Class 21 - Making the World Richer and PPF/PPC

Today we talked about comparative advantage.

One example is Rizzo has a huge collection of baseball cards worth $8000 but is missing one card so it is really just $1000. He has an extra card worth $200 and trades it for the needed card worth $0.02. Rizzo turned something worth $200 into $7000 while his friend turned the $0.02 card into $200. Rizzo had $1200 and his friend had $0.02. After the trade Rizzo had $8000 and his friend had $200. $1200.02 was turned into $8200 and now the world is $6999.98 richer.

Another example is in yard work. Rizzo and Rich have the same size yard. Rizzo weeds his lawn in 80 minutes and mows it in 40 minutes. His neighbor Rich weeds in 120 minutes and mows in 120 minutes. Initially Rizzo does 120 minutes of work and Rich does 240 hours or work. Rich comes up with the idea that he will weed 3/4 of Rizzo's yard if Rizzo mows Rich's lawn. Now Rich does 120+90 = 210 minutes of work while Rizzo does 20+40+40 =100 minutes of work. Both benefit and the total work is cut by 90 minutes. Rich saves more time (30 min vs 20 min) but Rizzo's time is cut by a bigger fraction (1:6 vs 1:8).

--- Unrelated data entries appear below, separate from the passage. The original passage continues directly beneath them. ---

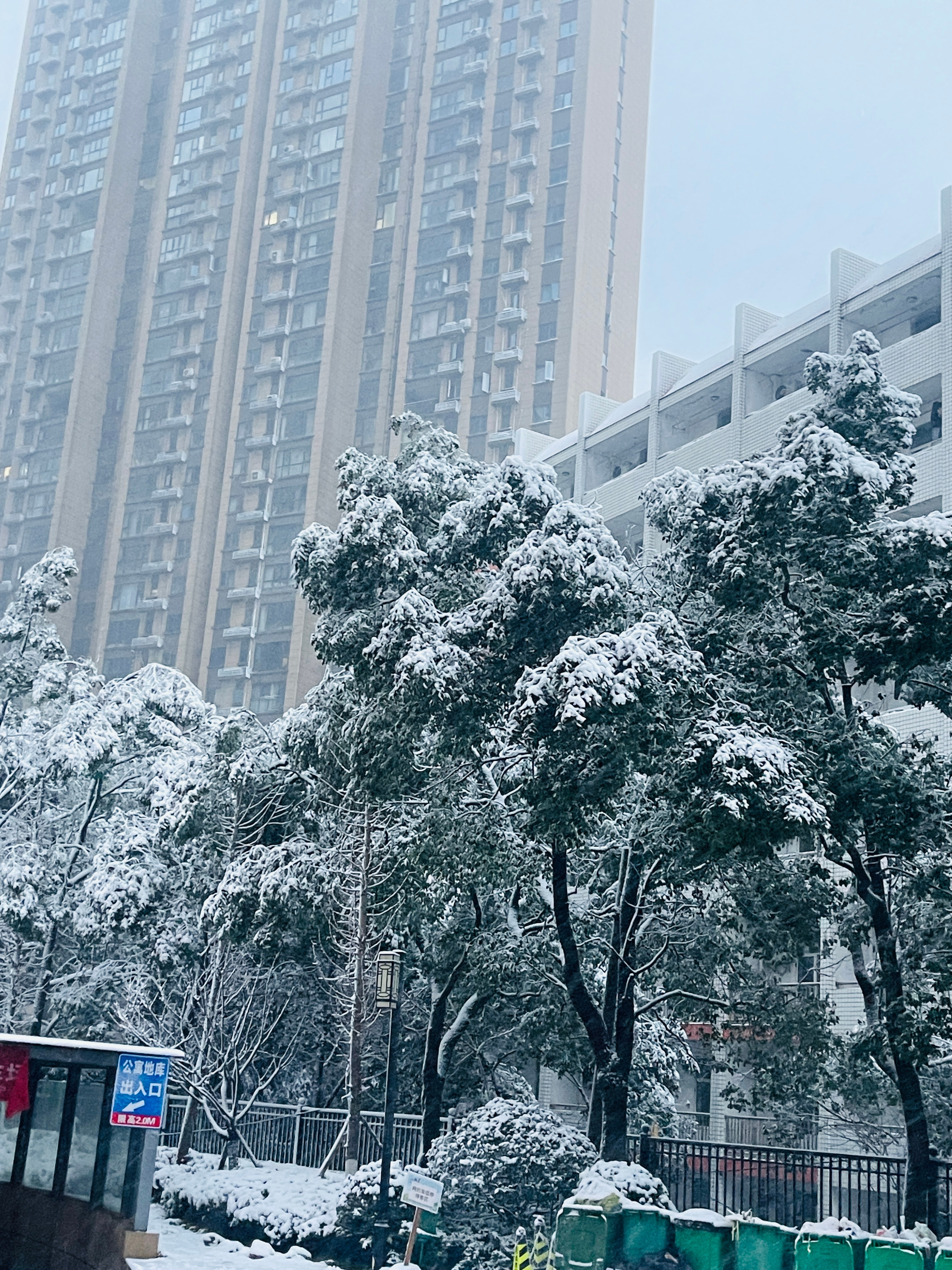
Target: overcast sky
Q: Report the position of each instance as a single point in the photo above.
(779, 131)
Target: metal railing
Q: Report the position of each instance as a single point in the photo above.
(301, 1135)
(787, 1184)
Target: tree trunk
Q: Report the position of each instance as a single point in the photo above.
(432, 1083)
(611, 1081)
(352, 1151)
(921, 1170)
(187, 1132)
(594, 1122)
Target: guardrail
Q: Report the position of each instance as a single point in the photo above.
(301, 1135)
(787, 1184)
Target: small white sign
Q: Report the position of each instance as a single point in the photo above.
(422, 1192)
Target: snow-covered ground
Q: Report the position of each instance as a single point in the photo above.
(182, 1249)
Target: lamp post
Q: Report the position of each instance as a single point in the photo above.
(388, 999)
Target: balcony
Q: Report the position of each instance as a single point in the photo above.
(506, 397)
(507, 356)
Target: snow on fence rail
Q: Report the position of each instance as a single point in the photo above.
(789, 1185)
(300, 1135)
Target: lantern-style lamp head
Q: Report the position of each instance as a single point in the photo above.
(389, 978)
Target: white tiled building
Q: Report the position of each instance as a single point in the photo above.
(729, 407)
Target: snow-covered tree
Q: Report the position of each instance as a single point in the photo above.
(800, 586)
(478, 621)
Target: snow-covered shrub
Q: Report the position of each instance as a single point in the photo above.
(506, 1163)
(357, 1207)
(631, 1181)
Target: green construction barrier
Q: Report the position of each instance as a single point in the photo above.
(645, 1230)
(587, 1239)
(704, 1243)
(828, 1253)
(765, 1246)
(894, 1255)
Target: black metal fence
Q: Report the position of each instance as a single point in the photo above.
(789, 1185)
(300, 1135)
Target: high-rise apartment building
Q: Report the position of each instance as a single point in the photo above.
(241, 234)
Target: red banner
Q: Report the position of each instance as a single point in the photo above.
(14, 1079)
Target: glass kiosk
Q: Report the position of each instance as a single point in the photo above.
(75, 1188)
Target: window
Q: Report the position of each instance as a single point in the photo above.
(440, 176)
(386, 215)
(101, 118)
(336, 73)
(320, 209)
(97, 149)
(281, 616)
(328, 139)
(426, 326)
(196, 88)
(291, 463)
(200, 58)
(437, 211)
(446, 105)
(337, 41)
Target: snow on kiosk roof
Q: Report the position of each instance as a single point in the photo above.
(74, 1185)
(106, 1052)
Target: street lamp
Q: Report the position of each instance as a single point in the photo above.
(388, 999)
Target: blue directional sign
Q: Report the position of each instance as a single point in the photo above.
(139, 1098)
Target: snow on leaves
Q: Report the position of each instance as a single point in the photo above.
(592, 676)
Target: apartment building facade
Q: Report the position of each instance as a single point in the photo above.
(729, 407)
(241, 234)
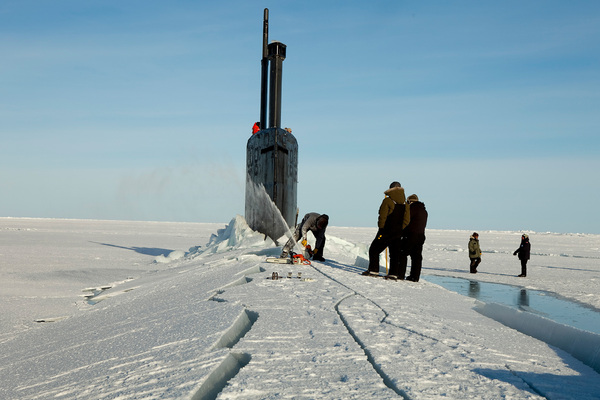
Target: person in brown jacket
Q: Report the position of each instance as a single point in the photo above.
(392, 220)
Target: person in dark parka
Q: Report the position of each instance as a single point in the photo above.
(415, 238)
(524, 253)
(474, 252)
(393, 218)
(315, 223)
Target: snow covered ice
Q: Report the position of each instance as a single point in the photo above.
(140, 310)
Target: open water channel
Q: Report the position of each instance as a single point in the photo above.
(542, 303)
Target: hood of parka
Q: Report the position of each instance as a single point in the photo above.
(396, 194)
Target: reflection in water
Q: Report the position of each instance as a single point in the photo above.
(474, 289)
(523, 300)
(534, 301)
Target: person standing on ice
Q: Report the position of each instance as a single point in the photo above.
(474, 252)
(317, 224)
(415, 238)
(524, 252)
(393, 218)
(255, 128)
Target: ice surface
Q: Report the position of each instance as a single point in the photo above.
(210, 324)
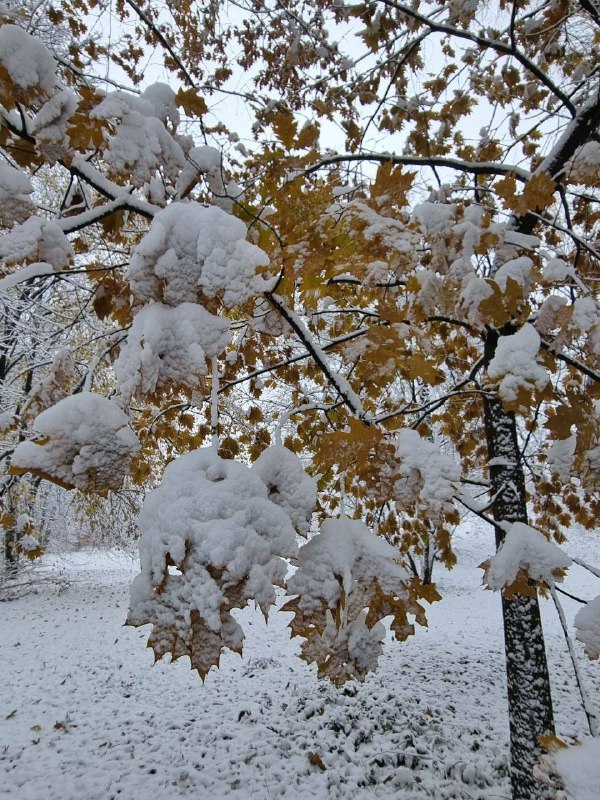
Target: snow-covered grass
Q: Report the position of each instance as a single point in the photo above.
(85, 716)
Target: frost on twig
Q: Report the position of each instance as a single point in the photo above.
(348, 580)
(211, 541)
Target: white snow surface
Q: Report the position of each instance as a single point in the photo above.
(169, 346)
(28, 61)
(515, 366)
(587, 623)
(343, 552)
(288, 484)
(579, 767)
(524, 548)
(208, 514)
(36, 239)
(85, 715)
(87, 443)
(192, 250)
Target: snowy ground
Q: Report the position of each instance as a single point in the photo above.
(85, 716)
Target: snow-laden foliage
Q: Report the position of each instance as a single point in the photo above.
(348, 579)
(168, 346)
(423, 474)
(288, 484)
(192, 253)
(516, 368)
(28, 64)
(50, 125)
(587, 623)
(86, 442)
(525, 552)
(140, 144)
(211, 519)
(36, 239)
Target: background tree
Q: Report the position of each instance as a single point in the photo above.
(332, 286)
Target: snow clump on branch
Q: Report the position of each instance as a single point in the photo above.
(86, 443)
(515, 365)
(30, 66)
(525, 549)
(423, 473)
(15, 203)
(140, 143)
(168, 345)
(288, 484)
(36, 239)
(347, 581)
(211, 519)
(194, 252)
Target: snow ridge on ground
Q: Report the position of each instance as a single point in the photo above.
(84, 715)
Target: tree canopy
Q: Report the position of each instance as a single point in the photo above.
(328, 261)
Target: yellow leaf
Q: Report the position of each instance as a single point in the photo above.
(191, 102)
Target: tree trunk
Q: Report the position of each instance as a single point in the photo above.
(528, 681)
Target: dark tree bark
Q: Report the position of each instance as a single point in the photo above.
(528, 681)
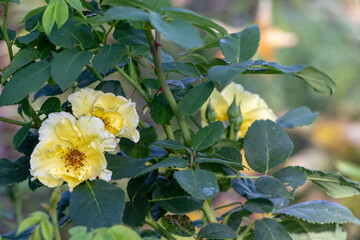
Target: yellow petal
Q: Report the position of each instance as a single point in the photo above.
(83, 100)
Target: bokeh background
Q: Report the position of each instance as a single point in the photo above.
(323, 34)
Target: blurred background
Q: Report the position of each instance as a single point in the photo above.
(323, 34)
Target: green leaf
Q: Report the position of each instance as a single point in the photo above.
(272, 186)
(97, 204)
(14, 172)
(18, 87)
(333, 183)
(20, 59)
(174, 199)
(223, 74)
(270, 229)
(140, 149)
(199, 183)
(241, 46)
(320, 211)
(259, 205)
(67, 66)
(297, 117)
(123, 167)
(216, 231)
(169, 143)
(185, 68)
(136, 211)
(195, 98)
(179, 225)
(21, 135)
(227, 162)
(108, 57)
(76, 4)
(124, 13)
(193, 18)
(291, 176)
(208, 135)
(56, 11)
(52, 104)
(111, 86)
(308, 231)
(266, 145)
(178, 31)
(72, 34)
(160, 110)
(168, 162)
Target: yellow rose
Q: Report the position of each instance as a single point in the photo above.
(251, 105)
(71, 150)
(118, 114)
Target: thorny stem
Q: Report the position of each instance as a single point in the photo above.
(150, 221)
(155, 50)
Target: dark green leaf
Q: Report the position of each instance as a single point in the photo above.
(216, 231)
(320, 211)
(270, 229)
(179, 225)
(206, 136)
(185, 68)
(18, 87)
(195, 98)
(272, 186)
(259, 205)
(67, 66)
(72, 34)
(111, 86)
(51, 104)
(223, 74)
(241, 46)
(124, 13)
(96, 204)
(123, 167)
(21, 135)
(108, 57)
(308, 231)
(178, 31)
(193, 18)
(136, 211)
(14, 172)
(160, 110)
(174, 199)
(169, 143)
(333, 183)
(168, 162)
(291, 176)
(199, 183)
(297, 117)
(20, 59)
(266, 145)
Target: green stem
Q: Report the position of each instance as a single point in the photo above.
(93, 70)
(243, 235)
(134, 83)
(6, 36)
(169, 132)
(208, 212)
(159, 229)
(166, 90)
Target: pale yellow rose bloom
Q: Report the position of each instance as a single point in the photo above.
(118, 113)
(251, 105)
(71, 150)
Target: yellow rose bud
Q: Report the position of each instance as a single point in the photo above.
(71, 150)
(117, 113)
(251, 105)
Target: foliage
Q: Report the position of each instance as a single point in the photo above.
(68, 48)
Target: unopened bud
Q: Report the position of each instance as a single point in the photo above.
(210, 114)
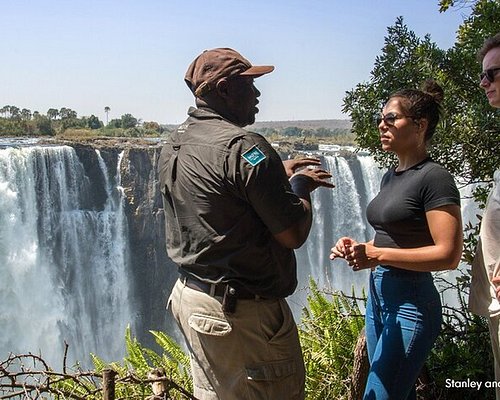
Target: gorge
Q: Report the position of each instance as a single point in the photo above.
(82, 251)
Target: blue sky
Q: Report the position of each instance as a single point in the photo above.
(131, 55)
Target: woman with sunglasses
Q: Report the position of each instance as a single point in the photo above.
(418, 229)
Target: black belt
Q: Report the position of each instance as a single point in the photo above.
(218, 289)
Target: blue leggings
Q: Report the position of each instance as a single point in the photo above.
(403, 320)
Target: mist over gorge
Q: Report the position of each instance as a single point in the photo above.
(82, 249)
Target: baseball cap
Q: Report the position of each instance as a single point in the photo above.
(212, 65)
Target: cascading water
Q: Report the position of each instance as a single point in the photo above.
(63, 263)
(65, 247)
(337, 212)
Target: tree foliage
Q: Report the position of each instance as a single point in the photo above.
(328, 333)
(467, 138)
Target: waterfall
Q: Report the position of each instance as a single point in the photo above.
(337, 212)
(68, 233)
(63, 263)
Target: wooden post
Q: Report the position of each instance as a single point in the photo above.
(360, 369)
(108, 384)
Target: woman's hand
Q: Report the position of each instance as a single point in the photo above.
(342, 248)
(362, 256)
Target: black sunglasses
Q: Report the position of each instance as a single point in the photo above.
(489, 74)
(390, 118)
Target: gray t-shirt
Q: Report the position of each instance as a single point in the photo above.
(225, 194)
(397, 213)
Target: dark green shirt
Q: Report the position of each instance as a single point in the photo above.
(225, 194)
(397, 213)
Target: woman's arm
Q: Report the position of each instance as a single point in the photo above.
(445, 225)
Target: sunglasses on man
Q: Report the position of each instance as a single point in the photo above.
(489, 74)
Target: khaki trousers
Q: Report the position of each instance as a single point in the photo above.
(251, 354)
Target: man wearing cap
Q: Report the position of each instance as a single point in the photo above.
(234, 213)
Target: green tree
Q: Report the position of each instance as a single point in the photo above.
(114, 123)
(129, 121)
(67, 113)
(107, 110)
(93, 122)
(468, 135)
(43, 125)
(52, 113)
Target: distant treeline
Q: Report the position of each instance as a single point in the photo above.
(341, 135)
(15, 121)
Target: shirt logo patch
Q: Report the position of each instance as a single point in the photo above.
(254, 155)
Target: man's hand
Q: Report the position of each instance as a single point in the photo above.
(291, 166)
(317, 178)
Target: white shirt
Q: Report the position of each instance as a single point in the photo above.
(486, 264)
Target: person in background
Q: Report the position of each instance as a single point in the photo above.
(418, 229)
(484, 297)
(234, 213)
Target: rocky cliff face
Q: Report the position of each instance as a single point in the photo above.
(152, 273)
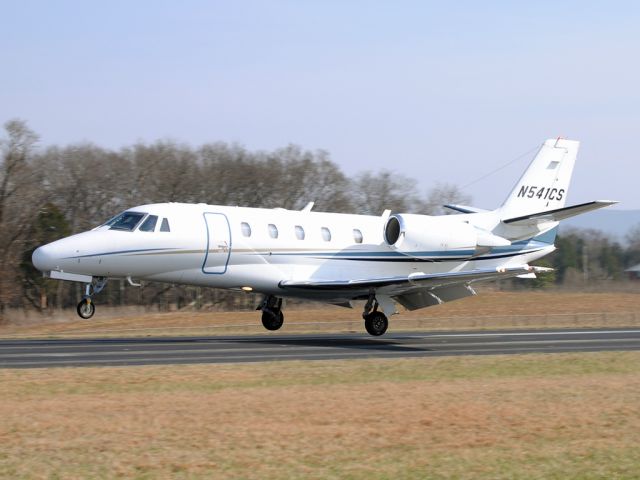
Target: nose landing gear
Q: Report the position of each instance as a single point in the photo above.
(86, 308)
(272, 316)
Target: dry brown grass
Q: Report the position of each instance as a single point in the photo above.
(487, 310)
(535, 416)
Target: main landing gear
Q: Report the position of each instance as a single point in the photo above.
(272, 316)
(86, 308)
(375, 322)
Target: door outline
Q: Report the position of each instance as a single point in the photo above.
(219, 269)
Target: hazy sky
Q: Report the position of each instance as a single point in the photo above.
(438, 91)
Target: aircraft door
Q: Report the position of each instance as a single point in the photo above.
(218, 250)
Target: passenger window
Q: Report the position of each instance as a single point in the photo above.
(149, 225)
(126, 221)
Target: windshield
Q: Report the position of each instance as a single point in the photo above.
(126, 221)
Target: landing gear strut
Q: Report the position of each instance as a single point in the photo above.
(86, 308)
(272, 316)
(375, 322)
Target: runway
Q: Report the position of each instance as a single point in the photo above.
(268, 347)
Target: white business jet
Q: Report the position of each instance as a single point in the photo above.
(414, 260)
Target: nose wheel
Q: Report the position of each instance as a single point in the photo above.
(86, 308)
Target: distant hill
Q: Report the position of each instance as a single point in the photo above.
(616, 223)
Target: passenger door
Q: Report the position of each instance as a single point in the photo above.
(218, 251)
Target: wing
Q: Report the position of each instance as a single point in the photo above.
(559, 213)
(413, 291)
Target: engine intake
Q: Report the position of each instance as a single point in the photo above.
(423, 236)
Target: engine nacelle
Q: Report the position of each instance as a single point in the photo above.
(423, 236)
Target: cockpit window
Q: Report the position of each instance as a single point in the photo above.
(149, 225)
(126, 221)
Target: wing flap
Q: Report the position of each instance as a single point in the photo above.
(400, 284)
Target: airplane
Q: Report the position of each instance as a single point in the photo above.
(409, 259)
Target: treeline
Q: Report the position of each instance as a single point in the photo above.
(51, 192)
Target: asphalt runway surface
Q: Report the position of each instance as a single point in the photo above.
(269, 347)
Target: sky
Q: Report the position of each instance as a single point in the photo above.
(436, 91)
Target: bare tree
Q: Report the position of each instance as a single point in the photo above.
(19, 198)
(443, 194)
(375, 192)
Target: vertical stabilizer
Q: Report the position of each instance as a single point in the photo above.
(545, 183)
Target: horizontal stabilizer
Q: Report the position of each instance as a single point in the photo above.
(559, 213)
(464, 208)
(399, 284)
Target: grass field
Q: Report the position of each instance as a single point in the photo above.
(485, 311)
(533, 416)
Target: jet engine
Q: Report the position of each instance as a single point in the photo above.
(423, 235)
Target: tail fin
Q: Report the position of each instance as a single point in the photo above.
(545, 183)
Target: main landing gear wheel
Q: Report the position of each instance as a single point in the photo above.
(376, 323)
(86, 308)
(272, 320)
(272, 317)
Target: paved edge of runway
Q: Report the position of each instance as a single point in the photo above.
(131, 351)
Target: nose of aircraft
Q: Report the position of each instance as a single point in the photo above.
(43, 258)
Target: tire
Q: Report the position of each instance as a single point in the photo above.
(86, 309)
(272, 320)
(376, 323)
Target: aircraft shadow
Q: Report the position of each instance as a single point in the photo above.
(332, 342)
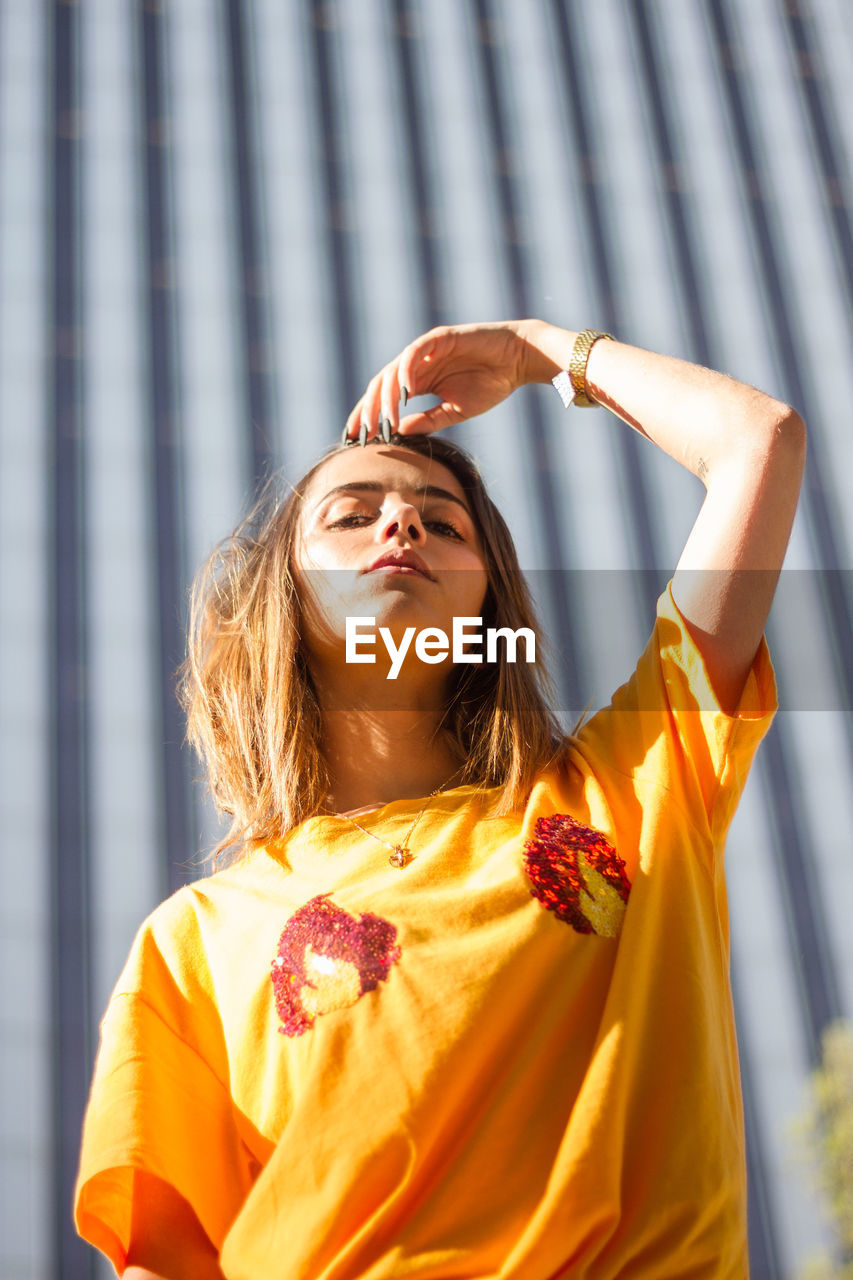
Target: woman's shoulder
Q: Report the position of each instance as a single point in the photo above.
(179, 933)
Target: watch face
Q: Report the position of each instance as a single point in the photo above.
(564, 387)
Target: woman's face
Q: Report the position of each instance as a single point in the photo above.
(386, 534)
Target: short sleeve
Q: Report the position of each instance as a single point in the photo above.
(159, 1104)
(666, 726)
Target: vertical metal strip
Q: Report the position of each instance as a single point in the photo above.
(559, 581)
(71, 1024)
(164, 440)
(405, 28)
(761, 1217)
(254, 292)
(817, 494)
(629, 460)
(806, 924)
(828, 147)
(322, 18)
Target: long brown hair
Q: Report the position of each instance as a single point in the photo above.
(252, 713)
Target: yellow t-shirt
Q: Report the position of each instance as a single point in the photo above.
(514, 1057)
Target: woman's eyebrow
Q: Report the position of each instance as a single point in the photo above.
(428, 490)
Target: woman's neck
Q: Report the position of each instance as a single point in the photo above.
(378, 757)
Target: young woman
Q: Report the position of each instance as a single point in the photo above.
(459, 1006)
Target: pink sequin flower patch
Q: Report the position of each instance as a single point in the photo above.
(327, 960)
(578, 876)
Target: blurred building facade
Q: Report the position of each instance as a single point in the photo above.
(217, 220)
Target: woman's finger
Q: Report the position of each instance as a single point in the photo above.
(434, 419)
(388, 401)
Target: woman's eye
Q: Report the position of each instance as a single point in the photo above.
(349, 521)
(445, 528)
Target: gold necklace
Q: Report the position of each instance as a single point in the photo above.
(400, 854)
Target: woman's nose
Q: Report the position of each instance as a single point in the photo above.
(404, 520)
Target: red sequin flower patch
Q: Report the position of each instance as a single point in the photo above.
(327, 960)
(578, 876)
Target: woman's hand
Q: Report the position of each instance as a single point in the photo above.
(471, 368)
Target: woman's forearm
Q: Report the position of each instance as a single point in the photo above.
(699, 417)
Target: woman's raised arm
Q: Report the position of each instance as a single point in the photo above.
(747, 448)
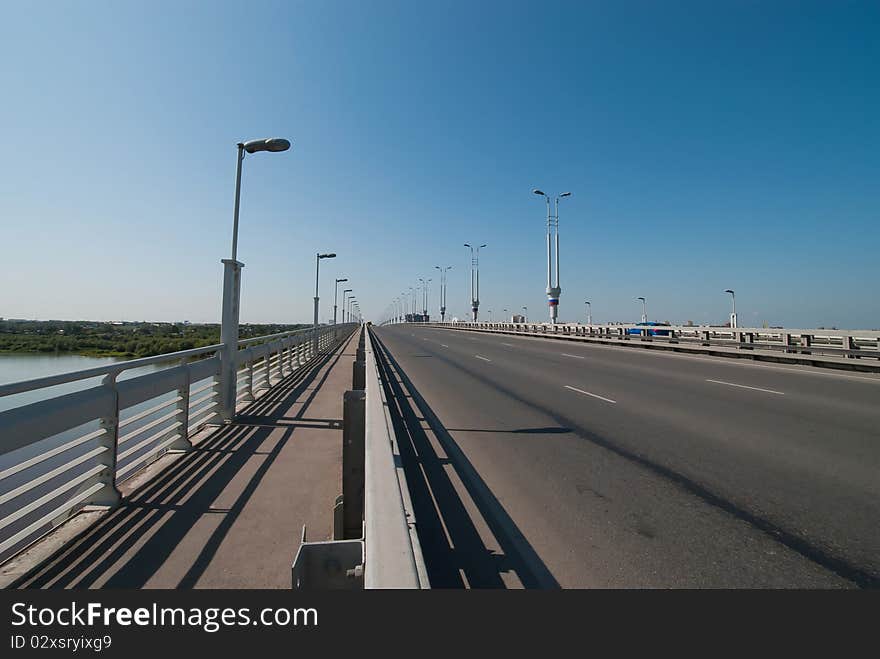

We then talked about Production Possibilities Frontier (PPF) and the Production Possibilities Curve (PPC). These operate under the ideas that all points on the line are feasible and the ones outside the line are not. It shows the absolute advantage. The PPC shows productive efficiency. The slop shows that we must make tradeoffs between goods. You can see the law of diminishing returns from the lines. And economic growth comes from increasing resources, discovery/technology, and trade.